For 26 years, doctors could not piece together the medical puzzle of Stewart Altman's symptoms -- as a child growing up on Long Island, he was uncoordinated and slurred his speech. Later, as a volunteer fireman, he kept falling down and had trouble climbing the ladders.
It seemed unrelated at the time, but his older sister, who had a history of psychological symptoms, was hospitalized in a mental institution. Her psychiatrist suspected a physical disorder and consulted a geneticist who eventually connected the dots.
In 1978, Altman and his sister Roslyn Vaccaro were given a stunning diagnosis: Tay-Sachs -- an inherited neurological disease that typically affects babies, killing them between the ages of 3 and 5. Only several hundred cases exist in the United States.
Altman, now 58, has a non-fatal, adult form of the disease, late onset Tay-Sachs (LOTS), and depends on his wife and a service dog to perform most daily tasks.
"I am devastated," Altman said of the disease that has robbed him of much of his speech and muscle strength, confining him to a wheelchair. "But the alternative is much worse."
His sister died in 2000 after battling LOTS-related bipolar disorder and schizophrenia -- which occurs in 50 to 60 percent of all adult cases -- and Altman and his wife raised her two sons.
Now scientists are hopeful that gene therapy may help late-onset patients like Altman and look forward to human trials.
Tay-Sachs is caused by gene mutation results in the absence or insufficient levels of the enzyme, hexosamindase A or Hex A. Without it, a fatty substance or lipids accumulates in the cells, mostly in the brain. It comes in three forms: infantile, juvenile or adult onset.
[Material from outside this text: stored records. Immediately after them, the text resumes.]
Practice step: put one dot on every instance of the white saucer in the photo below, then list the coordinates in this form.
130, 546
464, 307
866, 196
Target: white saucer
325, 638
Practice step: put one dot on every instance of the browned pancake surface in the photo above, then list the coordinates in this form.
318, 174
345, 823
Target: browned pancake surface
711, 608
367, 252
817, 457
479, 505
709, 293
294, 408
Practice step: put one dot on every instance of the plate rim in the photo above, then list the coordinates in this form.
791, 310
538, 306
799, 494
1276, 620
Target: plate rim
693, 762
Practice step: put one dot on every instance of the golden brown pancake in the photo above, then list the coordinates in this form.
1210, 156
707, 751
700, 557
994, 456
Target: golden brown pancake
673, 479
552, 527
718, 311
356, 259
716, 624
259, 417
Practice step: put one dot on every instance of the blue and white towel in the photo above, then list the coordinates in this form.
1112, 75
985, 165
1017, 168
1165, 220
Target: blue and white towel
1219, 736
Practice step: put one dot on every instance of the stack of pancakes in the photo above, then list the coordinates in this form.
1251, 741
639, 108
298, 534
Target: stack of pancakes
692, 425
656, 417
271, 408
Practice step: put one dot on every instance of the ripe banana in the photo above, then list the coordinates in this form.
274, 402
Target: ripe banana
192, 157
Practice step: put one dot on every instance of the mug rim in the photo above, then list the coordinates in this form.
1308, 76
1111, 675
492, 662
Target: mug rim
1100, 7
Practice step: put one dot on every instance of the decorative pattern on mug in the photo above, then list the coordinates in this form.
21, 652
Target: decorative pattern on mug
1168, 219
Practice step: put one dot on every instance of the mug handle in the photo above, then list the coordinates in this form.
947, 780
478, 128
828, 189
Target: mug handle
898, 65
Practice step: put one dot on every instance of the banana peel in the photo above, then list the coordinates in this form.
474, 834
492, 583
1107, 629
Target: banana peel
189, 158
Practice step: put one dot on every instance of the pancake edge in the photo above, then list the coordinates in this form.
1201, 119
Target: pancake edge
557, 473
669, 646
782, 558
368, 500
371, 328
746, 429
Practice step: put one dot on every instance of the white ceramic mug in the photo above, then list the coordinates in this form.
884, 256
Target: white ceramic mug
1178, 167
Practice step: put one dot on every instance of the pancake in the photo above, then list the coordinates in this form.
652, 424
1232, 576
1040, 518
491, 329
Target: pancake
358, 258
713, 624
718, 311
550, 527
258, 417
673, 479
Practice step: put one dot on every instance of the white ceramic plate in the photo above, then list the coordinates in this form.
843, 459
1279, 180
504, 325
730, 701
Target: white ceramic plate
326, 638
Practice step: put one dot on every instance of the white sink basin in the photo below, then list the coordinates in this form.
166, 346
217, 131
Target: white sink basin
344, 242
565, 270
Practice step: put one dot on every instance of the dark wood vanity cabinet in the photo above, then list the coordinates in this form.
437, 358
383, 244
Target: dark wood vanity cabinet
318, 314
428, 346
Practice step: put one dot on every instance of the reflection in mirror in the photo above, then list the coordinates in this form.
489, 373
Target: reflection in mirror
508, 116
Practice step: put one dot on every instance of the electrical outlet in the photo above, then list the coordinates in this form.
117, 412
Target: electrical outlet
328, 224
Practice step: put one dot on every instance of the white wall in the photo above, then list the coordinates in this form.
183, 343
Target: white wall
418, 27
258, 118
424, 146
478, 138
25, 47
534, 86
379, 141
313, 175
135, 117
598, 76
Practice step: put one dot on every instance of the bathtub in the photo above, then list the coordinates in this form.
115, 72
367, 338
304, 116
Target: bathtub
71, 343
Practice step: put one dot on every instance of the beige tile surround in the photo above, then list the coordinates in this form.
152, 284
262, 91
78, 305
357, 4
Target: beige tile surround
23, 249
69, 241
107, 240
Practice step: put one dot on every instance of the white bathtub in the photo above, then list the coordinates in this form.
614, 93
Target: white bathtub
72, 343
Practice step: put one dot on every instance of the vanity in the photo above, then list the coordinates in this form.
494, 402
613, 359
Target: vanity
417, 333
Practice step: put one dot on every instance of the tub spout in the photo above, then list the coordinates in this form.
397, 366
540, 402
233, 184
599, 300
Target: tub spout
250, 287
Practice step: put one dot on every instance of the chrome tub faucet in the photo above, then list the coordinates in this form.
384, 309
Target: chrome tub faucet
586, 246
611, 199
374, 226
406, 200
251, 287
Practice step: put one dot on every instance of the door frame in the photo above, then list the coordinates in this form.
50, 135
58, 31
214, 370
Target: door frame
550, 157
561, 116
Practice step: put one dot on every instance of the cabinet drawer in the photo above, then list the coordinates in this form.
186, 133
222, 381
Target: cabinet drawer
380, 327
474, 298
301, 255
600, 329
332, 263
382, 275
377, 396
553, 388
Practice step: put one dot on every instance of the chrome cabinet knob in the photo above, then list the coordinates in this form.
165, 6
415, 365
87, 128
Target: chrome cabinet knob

Doctors say there can be great variations in the presentation of Tay-Sachs, even in the same family with the same mutations. Babies born with Tay-Sachs appear normal at first, but by 3 or 4 years old, their nerve cells deteriorate and they eventually die. Those with LOTS can live a long life, but, like Altman, are progressively disabled.
The story of Tay-Sachs is a miraculous one. It was first identified in the late 1800s by British ophthalmologist Warren Tay and New York neurologist Bernard Sachs, who noticed the disease was prevalent in Jews of Eastern European origin.
In the 1970s and 1980s, when genetic testing became available, synagogues launched public education campaigns encouraging prospective parents to be tested, and the disease was virtually eliminated in those of Jewish ancestry.
Now, mostly non-Jews, though their risk is not as great, are among the 100 American children who have the disease, according to the National Tay-Sachs and Allied Diseases Association (NTSAD), which leads the fight for a cure.
Altman's speech is difficult to understand, so his wife Lorrie said her husband of 37 years wanted the public to know, "it's not just an infant's disease."
"Tay-Sachs is also in the general population and people don't know," she said. "He thinks we need to get the word out. One in 250 Americans carries the gene."
French Canadians, Louisiana Cajuns and even those of English-Irish ancestry have a greater chance of carrying the recessive gene that causes the disease.
Tay-Sachs is an autosomal recessive disorder, which means each parent must carry the gene. Their children have a 25 percent chance of developing Tay-Sachs, 50 percent chance of being a carrier and a 25 percent chance of being free of that recessive gene.
Altman was born in 1952, before genetic testing was available. Both his parents were carriers of the recessive gene that causes Tay-Sachs and both he and sister were stricken with the mildest form of the disease. Two of their brothers were unaffected, although one is a carrier.